An independent oversight board that reviews Meta’s content moderation decisions recommended that the company revise its cross-check program, and the company agreed — sort of.
The Oversight Board, the “independent body” that reviews Meta’s content moderation decisions, issued 32 recommendations for changes to the program, which places content from “high-profile” users in a moderation queue separate from the automated one used by the company for normies. Rather than being removed, flagged content from public figures such as politicians, celebrities, and athletes is kept up “pending further human review.”

The Board’s investigation was prompted by a 2021 Wall Street Journal article(Opens in a new tab) that examined the exempted. The board acknowledged the inherent challenges of moderating content at scale in their decision, saying that while “a content review system should treat all users fairly,” the program faces “broader challenges in moderating immense volumes of content.”
For example, at the time of the request, they say Meta was performing such a high volume of daily moderation attempts — about 100 million — that even “99% accuracy would result in one million mistakes per day.
Nonetheless, the Board claims that the cross-check program was “more directly structured to satisfy business concerns” rather than “advancing Meta’s human rights commitments.”

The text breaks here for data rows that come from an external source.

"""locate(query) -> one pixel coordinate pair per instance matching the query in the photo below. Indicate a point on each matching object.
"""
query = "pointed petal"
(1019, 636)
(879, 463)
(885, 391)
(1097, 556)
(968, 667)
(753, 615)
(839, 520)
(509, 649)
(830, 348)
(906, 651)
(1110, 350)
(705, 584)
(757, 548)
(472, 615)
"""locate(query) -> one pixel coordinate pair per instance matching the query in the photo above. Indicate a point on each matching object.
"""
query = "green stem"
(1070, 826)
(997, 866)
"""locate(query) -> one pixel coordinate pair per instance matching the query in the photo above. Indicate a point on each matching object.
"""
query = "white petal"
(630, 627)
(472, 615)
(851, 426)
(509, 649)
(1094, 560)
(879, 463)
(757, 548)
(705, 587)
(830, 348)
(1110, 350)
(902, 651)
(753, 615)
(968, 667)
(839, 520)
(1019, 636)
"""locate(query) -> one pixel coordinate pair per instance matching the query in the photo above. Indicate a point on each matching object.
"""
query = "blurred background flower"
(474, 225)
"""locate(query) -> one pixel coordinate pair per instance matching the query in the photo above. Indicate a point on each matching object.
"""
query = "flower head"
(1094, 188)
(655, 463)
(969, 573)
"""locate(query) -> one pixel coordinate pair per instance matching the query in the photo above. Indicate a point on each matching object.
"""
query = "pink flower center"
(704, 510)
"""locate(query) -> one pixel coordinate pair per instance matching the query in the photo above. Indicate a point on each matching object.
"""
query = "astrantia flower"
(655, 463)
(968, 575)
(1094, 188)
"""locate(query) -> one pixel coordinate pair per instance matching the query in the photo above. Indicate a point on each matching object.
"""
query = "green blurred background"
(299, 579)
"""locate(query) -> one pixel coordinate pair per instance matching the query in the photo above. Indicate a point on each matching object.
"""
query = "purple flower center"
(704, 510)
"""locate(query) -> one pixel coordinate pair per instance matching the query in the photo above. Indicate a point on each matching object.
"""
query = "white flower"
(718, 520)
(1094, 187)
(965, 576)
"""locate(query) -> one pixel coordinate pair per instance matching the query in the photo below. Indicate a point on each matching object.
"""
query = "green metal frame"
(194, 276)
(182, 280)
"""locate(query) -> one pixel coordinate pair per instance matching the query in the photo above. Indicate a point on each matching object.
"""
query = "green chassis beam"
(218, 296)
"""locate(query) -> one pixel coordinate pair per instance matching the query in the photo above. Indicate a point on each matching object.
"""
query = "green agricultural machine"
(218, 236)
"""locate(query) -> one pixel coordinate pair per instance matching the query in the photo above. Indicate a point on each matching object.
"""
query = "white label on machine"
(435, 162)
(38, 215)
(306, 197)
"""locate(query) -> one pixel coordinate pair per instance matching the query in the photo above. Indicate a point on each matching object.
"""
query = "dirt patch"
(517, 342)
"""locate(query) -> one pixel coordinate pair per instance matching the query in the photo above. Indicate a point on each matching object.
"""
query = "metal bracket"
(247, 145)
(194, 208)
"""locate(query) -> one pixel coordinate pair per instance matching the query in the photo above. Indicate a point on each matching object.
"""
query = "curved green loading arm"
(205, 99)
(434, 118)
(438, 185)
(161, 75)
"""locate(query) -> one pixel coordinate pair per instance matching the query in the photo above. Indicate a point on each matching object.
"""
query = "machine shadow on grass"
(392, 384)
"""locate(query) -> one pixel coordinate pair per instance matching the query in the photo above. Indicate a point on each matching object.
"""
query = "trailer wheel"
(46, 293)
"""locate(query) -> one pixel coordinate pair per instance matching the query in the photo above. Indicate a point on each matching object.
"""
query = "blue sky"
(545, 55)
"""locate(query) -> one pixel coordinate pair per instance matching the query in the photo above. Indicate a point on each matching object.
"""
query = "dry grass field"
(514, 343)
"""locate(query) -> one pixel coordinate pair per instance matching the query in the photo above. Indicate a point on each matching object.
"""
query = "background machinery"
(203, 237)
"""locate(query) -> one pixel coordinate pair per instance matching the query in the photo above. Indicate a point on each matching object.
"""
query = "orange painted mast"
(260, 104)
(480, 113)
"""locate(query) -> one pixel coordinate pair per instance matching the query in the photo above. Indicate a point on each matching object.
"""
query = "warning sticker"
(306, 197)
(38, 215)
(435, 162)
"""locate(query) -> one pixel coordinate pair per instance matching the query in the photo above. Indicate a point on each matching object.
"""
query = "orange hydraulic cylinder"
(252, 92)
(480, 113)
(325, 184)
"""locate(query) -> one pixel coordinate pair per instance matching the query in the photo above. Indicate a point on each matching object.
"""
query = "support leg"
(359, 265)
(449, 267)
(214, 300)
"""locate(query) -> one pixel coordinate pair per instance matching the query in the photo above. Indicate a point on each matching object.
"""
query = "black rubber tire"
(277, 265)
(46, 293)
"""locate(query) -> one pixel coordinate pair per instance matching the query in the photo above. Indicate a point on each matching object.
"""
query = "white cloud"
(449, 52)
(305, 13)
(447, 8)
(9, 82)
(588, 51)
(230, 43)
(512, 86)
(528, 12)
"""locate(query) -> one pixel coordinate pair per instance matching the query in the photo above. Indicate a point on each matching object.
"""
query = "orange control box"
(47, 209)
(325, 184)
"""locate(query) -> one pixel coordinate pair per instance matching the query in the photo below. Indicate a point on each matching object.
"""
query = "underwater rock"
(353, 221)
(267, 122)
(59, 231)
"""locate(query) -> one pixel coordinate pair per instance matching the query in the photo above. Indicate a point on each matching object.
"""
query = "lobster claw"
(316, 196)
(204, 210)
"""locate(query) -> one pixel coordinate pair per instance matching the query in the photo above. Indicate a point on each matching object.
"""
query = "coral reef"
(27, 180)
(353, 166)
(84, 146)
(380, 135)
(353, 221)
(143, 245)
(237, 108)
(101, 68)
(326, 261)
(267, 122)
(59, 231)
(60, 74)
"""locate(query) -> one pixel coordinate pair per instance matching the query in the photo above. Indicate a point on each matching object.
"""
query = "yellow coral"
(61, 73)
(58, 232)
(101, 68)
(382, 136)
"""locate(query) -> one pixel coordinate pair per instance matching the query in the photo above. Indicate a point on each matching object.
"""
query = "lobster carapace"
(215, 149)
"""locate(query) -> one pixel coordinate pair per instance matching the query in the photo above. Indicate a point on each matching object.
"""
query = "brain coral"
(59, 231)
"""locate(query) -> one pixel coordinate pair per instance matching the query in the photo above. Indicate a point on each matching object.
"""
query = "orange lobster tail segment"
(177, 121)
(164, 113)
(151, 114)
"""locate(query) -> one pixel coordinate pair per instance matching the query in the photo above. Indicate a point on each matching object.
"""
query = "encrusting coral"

Meta agreed to implement 11 of the 32 suggestions made by the Board to amend the cross-check program, partially implement 15, continue to assess the feasibility of one, and take no further action on the remaining five. In an updated blog post(Opens in a new tab) published on Friday, the company stated that it would make the program “more transparent through regular reporting,” as well as fine-tune the program’s eligibility criteria to “better account for human rights interests and equity.” In addition, the company will update operational systems to reduce the backlog of review requests, implying that harmful content will be reviewed and removed more quickly.
Meta’s pledges to address the serious structural challenges inherent to its cross-check program are a landmark moment. https://t.co/j0uEisW7Ot
— Oversight Board (@OversightBoard) March 3, 2023
In a Twitter thread(Opens in a new tab), the Board stated that the changes “could render Meta’s approach to mistake prevention more fair, credible, and legitimate,” but that “several aspects of Meta’s response haven’t gone as far as we recommended to achieve a more transparent and equitable system.”